For a moment I thought I had found the answer:
A few nights ago, after hours of reading this forum in the middle of the night,* I placed some thin copper plates from a cpu heatsink into my witches brew* in the hopes it would help cement the gold, and turn back to nice emerald green. I am lost as to what to do next. I am afraid to start bubbling or heating, because I think it may dissolve the fine gold powder floating in my bucket back into solution. I am afraid to add more HCL or H202 for the same reason.

I still have a bucket of cpu chips, "flat packs," eighty cd-rom drives worth of pins and ribbon cables, and three recycle bins full of motherboards yet to render.

To sum it up, I am just plain lost.

BUT, I am so THANKFUL to have found this forum, and I want to end my first post on a positive note... so I will say that my little jar of gold foils is inspiring me, I am going to print out all the PDF's and Hoke and re-read everything, and most importantly, I just didn't throw all these computers into a landfill, I made money by selling the steel computer cases, the aluminum heat sinks, and copper, so far.
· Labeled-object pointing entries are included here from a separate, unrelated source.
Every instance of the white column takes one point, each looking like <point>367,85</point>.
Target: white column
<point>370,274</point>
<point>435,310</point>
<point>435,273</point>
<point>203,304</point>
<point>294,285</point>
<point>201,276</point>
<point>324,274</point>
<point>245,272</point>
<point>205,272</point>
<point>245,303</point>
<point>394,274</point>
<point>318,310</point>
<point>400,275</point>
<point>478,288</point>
AND my workspace although still cluttered, does not have stacks of computer, but rather boxes of separated computer parts, ready to render up their precious metals, I hope, with your help.

*So thanks again, and I await your help*, I also promise to keep reading until my eyes bleed from weariness. Please no flames. I have tried to take pictures to accompany this post, but the sun is so bright, and the photos so poor, I thought they would just confuse the issue.

Sincerely,
Chris = 1mysurveymail[/size]

P.S. I just realized there are like 57 help pages... I will read more, but if someone reads this first, please help. Thanks


----------



## FrugalRefiner (Sep 14, 2013)

1mysurveymail said:


> My "witches brew" of AP has turned on me...
> 
> Hello and THANK YOU to all the guys on this forum, and a special _thank you_ to the ones who respond to my plea for "HELP." I was told that a post should only have one LOL. That was mine.
> 
> ...


I'll help you with my first suggestion - You don't need to Yell at us. The large font size will get your post ignored by many members.

As far as your questions about your "witch's brew", my suggestion is simply to put a loose fitting lid on it and set it aside in a safe place until you learn how to deal with it. All the answers are here on the forum, but you'll have to do your part by studying the information that's here. 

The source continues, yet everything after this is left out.